—In an action to recover damages for conversion, the defendant appeals, as limited by its brief, from so much of an order of the Supreme Court, Nassau County (Murphy, J.), dated June 19, 1992, as granted those branches of the plaintiffs motion which were (1) for partial summary judgment on the issue of liability with respect to its first and second causes of action, and (2) to dismiss the defendant’s second counterclaim to recover storage fees from the plaintiff.
Ordered that the order is affirmed insofar as appealed from, with costs.
On September 12, 1989, the plaintiff and the defendant entered into a contract whereby the defendant agreed to restore the plaintiff’s 1967 Corvette vehicle for a price not to exceed $50,000, inclusive of parts and labor. Thereafter, the plaintiff purchased and delivered to the defendant certain bolt-on wheels and N.O.S. Whitewall tires to be used in the vehicle’s restoration. The plaintiff then paid the $50,000.
Thereafter, the defendant demanded that the plaintiff pay an additional $7,049 in order for it to complete the restoration work. The plaintiff refused to pay that additional sum and demanded that the defendant deliver the car to it. The defendant refused.
The plaintiff then commenced this action to recover damages, inter alia, for the conversion of the Corvette, the bolt-on wheels and the tires. The defendant counterclaimed for the $7,049 additional payment that it seeks, and asserted a lien on the car for that amount. In its second counterclaim the defendant sought storage charges.

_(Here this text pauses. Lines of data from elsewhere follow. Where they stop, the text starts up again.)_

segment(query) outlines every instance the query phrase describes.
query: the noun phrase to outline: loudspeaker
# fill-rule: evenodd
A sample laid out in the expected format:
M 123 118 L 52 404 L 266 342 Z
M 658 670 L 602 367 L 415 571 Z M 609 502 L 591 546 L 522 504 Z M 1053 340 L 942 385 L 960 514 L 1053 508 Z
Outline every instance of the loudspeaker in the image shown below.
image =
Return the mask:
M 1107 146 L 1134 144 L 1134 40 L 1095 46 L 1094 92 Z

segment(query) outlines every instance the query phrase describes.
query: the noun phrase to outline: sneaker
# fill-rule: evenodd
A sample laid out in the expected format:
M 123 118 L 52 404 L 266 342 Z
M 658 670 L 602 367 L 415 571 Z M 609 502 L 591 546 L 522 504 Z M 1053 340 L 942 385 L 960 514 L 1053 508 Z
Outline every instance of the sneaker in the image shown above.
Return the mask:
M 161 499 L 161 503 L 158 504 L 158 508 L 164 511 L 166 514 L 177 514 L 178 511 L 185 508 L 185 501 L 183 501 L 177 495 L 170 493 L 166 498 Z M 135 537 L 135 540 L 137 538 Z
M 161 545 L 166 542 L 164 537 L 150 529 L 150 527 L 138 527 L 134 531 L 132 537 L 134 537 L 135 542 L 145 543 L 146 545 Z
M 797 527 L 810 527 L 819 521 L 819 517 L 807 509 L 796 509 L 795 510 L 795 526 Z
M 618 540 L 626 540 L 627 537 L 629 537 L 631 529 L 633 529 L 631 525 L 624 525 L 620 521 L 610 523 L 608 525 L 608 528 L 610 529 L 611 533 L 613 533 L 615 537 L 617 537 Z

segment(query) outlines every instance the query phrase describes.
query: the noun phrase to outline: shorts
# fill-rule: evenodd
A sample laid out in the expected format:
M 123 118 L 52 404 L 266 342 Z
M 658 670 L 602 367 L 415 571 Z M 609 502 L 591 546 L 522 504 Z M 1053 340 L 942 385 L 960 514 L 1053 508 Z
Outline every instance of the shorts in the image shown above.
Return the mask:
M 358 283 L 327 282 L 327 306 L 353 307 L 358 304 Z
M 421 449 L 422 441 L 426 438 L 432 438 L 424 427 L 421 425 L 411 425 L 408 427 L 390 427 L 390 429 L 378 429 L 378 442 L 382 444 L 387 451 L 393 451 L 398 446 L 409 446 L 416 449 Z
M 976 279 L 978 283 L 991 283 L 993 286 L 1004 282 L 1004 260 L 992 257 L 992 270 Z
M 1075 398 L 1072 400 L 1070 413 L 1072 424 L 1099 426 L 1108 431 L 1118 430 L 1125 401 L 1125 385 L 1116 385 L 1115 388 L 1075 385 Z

That branch of the plaintiff’s motion which was for partial summary judgment on the issue of liability with respect to the first and second causes of action was granted. The defendant appeals, contending, inter alia, that its lien was asserted pursuant to Lien Law § 180, and that the court erred in holding that the lien had been asserted pursuant to Lien Law § 184 and was void, since it was for an amount in excess of the written estimate. We disagree.
*350The well-established principle of statutory construction is that "[w]henever there is a general and a particular provision in the same statute, the general does not overrule the particular but applies only where the particular enactment is inapplicable” (McKinney’s Cons Laws of NY, Book 1, Statutes § 238; see also, People ex rel. Davidson v Gilon, 126 NY 147, 155-156; Schieffelin v Craig, 183 App Div 515).
Lien Law § 184 is a particular provision intended to apply to one class of persons to which the defendant belongs, to wit, the bailee of a motor vehicle, motor boat, or aircraft, and it can only be concluded that the defendant’s lien was asserted pursuant to that section, rather than the general artisan’s lien provided for under Lien Law § 180. Consequently, the asserted lien is void, as a matter of law, since it is for a sum in excess of the contract price (see, Lien Law § 184 [1]).
Partial summary judgment was, therefore, properly granted to the plaintiff since a garageman who " 'claims more than is actually due * * * is guilty of conversion and liable to the owner in damages’ ” (Phillips v Catania, 155 AD2d 866, quoting Dininny v Reavis, 100 Misc 316, 317, affd 178 App Div 922).
In view of the fact that the lien asserted by the defendant was invalid, the second counterclaim which sought to recover storage charges for the vehicle was also properly dismissed (see, Phillips v Catania, supra).
We have considered the defendant’s remaining contentions and find them to be without merit. Thompson, J. P., O’Brien, Ritter and Krausman, JJ., concur.